Yahoo also said it is prioritising what is known as "cloud computing," a trend in which internet firms such as Google, Microsoft, and Salesforce.com provide software programs as services that people use online instead of installing and operating on their own machines.
"These moves accelerate the ability of our deep and talented team to build great products, grow our audiences and improve monetisation globally," Yahoo chief executive Jerry Yang said on Thursday.
Microsoft offered to buy Yahoo for $48.6-billion in stock and cash earlier in the year but withdrew the offer on 3 May, saying Yahoo refused to budge.
Analyst Rob Enderle of the Enderle Group in Silicon Valley likened Yahoo's reorganisation with the crew of the doomed transatlantic Titanic oceanliner scrambling to correct course when it was too late.
"Yahoo is making critical changes that would have helped them avoid the iceberg, but unfortunately it comes after they hit it," Enderle said.
"The problem is that everything Yahoo is doing is strategic with long-term benefit and they just don't have the time. I don't think their investors are in it for the long term."
Abandon ship
Meanwhile, Yahoo executives have been abandoning the Yahoo ship at breakneck pace.
"Microsoft has been aggressively fishing Yahoo with newspaper ads and head hunters," Enderle said. "Google is probably doing it too, only less overtly. Yahoo is a fishing ground. They've bled a lot of people."
Technology blog TechCrunch has devoted a page to tracking the exodus, and a "Yahoo! Alumni" group on social networking website Facebook reports having swelled to more than 1800 members.

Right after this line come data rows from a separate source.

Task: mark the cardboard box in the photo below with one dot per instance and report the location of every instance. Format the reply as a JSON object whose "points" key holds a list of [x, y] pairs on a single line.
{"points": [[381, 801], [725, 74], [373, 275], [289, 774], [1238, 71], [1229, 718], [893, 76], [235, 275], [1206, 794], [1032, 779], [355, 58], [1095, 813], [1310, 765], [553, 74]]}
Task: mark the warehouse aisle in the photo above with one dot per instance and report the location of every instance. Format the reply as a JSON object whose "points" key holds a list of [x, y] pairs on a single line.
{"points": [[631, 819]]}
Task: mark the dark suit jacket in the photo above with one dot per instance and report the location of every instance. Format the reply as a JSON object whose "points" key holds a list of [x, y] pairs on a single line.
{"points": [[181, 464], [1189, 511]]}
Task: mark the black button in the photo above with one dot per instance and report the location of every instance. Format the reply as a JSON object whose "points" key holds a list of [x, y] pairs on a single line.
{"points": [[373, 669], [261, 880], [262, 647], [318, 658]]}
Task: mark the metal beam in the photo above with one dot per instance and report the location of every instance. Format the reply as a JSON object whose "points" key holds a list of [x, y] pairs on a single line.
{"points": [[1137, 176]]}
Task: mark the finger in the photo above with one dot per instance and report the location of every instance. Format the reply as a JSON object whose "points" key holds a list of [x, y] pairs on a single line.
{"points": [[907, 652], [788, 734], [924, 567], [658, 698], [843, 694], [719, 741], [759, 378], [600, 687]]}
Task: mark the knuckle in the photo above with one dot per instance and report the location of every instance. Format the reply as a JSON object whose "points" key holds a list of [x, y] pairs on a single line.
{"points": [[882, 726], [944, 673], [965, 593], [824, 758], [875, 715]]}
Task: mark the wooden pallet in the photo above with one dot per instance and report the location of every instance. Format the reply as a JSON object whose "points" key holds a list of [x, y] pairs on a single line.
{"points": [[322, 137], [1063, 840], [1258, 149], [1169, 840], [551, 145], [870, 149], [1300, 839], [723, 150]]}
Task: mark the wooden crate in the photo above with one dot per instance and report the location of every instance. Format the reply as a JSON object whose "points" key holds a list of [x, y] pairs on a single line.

Yahoo's reorganisation is intended to speed up bringing products to market and expedite decision making, according to Decker, who suggested the re-organisation was in the works before the latest turmoil.
"We have planned these changes deliberately over the past several months to clarify responsibilities and to capitalise on the scale advantages while allowing for fine tuning to meet local market needs," Decker said.
It remains to be seen whether the changes will quell an Icahn-led rebellion at an annual meeting of shareholders set for 1 August at the Yahoo campus in Sunnyvale, California.
Yang and Yahoo board chairperson Roy Bostock revealed that Microsoft suggested a "search-only hybrid proposal" in which it would buy Yahoo's online search business for a billion dollars plus a percentage of future ad revenues.
The offer included Microsoft making an eight billion dollar investment in Yahoo, but would have barred Yahoo from making search deals with anyone else.
Revealing that Microsoft was willing to enter into a multi-billion-dollar alliance with Yahoo even after takeover talks failed could work in Icahn's favour.
"You have a large audience of investors taking it hard in the pocketbook and looking for some way to offset that," Enderle said.
"If Icahn wins, the stock will rebound overnight," he added. "The leadership at Yahoo has lost track of the kind of pain their investors are living through right now."